Medical records breach in Mass took place over 14 years

I just read this article about a medical records “breach” at a hospital in Massachusetts. The headline reads, “It took 14 years for this Massachusetts hospital to detect a data breach”. When I see something like that, I kinda pause a bit. Why would it take 14 years? That just seems ludicrous.

My first thought is, “Shouldn’t there be some kind of auditing happening at the hospital?” I posed the question to a hospital information security professional (this person has no connection to the hospital in question), and I was told that the employee likely “was in a team that had horizontal access to records” and that it is “almost impossible, short of tagging a record as a VIP (think a movie star, politician) and daily reviewing who touches the record to catch this.” Spot checking by Joint Commission that should happen during audits (the hospital is Joint Commission accredited according to this website) didn’t find it either.

What also struck me was that it wasn’t even the hospital who found the issue:

In April of this year, a former patient expressed concern that someone may have accessed their electronic medical record inappropriately. A review conducted in response to this complaint revealed that one hospital employee appeared to have accessed the former patient’s records without a good reason to do so. This discovery led to a broader review of the employee’s use of the electronic medical records system at Tewksbury Hospital. As a result of this review, we were able to determine that the employee appeared to have inappropriately accessed the records of a number of current and former Tewksbury Hospital patients.

So how did the patient know or even suspect something funny was happening? Was there some activity in the electronic medical record that was visible to the patient? I asked the same information security professional as above for some thoughts on this point. Here’s the reply: “I suspect they occasionally snooped on people in the hospital. Not for profit but because they were nosy. And they talked to somebody about the procedure the person who reported this had and they were upset and tracked it down.” That seems plausible to me. I have had a couple of stints in healthcare as an IT professional, and I have seen first hand how gossipy people can get about patients (plus I am binge-watching past episodes of Grey’s Anatomy with my wife, so I know all about how hospitals operate).

A final quote from my anonymous information security professional leads to the main point of this particular situation: “End of day we have to trust people do not snoop. Sometimes they don’t keep that trust. That’s what sanction policies for for.” That is very true and reflects the way we have to think about security at all levels. You have to give people access so they can do their job.

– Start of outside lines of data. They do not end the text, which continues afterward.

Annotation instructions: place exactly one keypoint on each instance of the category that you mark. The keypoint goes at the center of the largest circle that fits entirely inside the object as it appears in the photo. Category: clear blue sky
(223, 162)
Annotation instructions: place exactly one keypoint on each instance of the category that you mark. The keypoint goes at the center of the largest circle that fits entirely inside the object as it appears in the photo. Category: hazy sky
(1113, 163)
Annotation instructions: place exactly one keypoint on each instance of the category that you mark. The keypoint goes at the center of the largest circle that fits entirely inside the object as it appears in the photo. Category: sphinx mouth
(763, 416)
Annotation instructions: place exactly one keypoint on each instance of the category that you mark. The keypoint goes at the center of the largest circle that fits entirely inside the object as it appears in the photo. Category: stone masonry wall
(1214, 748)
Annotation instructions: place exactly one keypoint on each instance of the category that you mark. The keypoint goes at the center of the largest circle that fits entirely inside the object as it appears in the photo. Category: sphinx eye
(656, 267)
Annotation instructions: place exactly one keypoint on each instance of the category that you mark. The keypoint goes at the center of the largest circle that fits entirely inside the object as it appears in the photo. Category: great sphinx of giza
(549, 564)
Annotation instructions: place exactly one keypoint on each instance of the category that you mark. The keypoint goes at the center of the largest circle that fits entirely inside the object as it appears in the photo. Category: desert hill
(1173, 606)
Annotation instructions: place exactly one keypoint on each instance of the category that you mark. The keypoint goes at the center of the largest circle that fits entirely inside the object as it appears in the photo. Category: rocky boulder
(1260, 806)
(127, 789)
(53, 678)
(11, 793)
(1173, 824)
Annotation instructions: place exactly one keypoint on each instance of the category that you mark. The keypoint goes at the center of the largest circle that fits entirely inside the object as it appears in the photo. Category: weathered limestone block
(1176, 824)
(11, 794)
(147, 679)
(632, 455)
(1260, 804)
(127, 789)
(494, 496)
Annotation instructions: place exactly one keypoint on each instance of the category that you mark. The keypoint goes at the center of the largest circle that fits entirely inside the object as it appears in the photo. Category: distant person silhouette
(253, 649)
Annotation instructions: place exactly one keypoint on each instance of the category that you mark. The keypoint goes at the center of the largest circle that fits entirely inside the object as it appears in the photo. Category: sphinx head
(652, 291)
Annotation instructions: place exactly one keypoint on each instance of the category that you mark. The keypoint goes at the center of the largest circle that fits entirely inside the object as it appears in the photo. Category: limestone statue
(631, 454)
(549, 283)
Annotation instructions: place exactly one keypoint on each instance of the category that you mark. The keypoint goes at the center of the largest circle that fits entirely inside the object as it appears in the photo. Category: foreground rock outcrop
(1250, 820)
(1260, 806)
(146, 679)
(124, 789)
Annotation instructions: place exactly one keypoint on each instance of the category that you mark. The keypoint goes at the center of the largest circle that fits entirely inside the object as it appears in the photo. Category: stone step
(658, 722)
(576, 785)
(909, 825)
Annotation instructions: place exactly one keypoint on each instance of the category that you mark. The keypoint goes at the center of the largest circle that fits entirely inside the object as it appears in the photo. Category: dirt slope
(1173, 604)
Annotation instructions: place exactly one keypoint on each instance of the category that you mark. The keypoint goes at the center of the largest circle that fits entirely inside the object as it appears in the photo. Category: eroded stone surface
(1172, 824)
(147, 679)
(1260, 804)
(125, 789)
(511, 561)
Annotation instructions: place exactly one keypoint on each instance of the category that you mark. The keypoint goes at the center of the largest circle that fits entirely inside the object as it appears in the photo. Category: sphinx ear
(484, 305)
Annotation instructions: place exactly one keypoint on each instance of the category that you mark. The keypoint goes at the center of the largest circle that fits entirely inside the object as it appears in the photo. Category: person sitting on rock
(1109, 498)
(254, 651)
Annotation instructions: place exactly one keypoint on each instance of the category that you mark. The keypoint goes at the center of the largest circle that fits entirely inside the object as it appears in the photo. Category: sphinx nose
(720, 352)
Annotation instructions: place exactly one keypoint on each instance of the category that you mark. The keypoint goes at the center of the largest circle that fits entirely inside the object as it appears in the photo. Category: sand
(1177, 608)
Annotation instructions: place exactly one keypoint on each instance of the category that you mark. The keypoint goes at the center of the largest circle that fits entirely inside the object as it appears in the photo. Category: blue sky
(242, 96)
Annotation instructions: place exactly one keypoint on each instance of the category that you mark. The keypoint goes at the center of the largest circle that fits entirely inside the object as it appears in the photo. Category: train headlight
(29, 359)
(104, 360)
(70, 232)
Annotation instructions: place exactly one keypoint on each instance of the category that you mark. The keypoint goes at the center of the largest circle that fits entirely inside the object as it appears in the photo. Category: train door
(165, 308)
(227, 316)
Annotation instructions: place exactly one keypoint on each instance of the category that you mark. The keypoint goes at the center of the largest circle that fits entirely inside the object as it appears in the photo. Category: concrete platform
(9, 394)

Locking things down to the Nth degree just makes it more difficult for them to do their jobs, so you have to trust at some point. Yes, there should be reasonable levels of control to stop these things from happening. But you’ll never stop it all. Review as much as you can. Train people to not do bad things. Expect that someone will eventually do a bad thing.

But seriously, please put in some deeper level of review that will hopefully enable you to catch this kind of thing in a little less than 14 years. 14 years? Seriously?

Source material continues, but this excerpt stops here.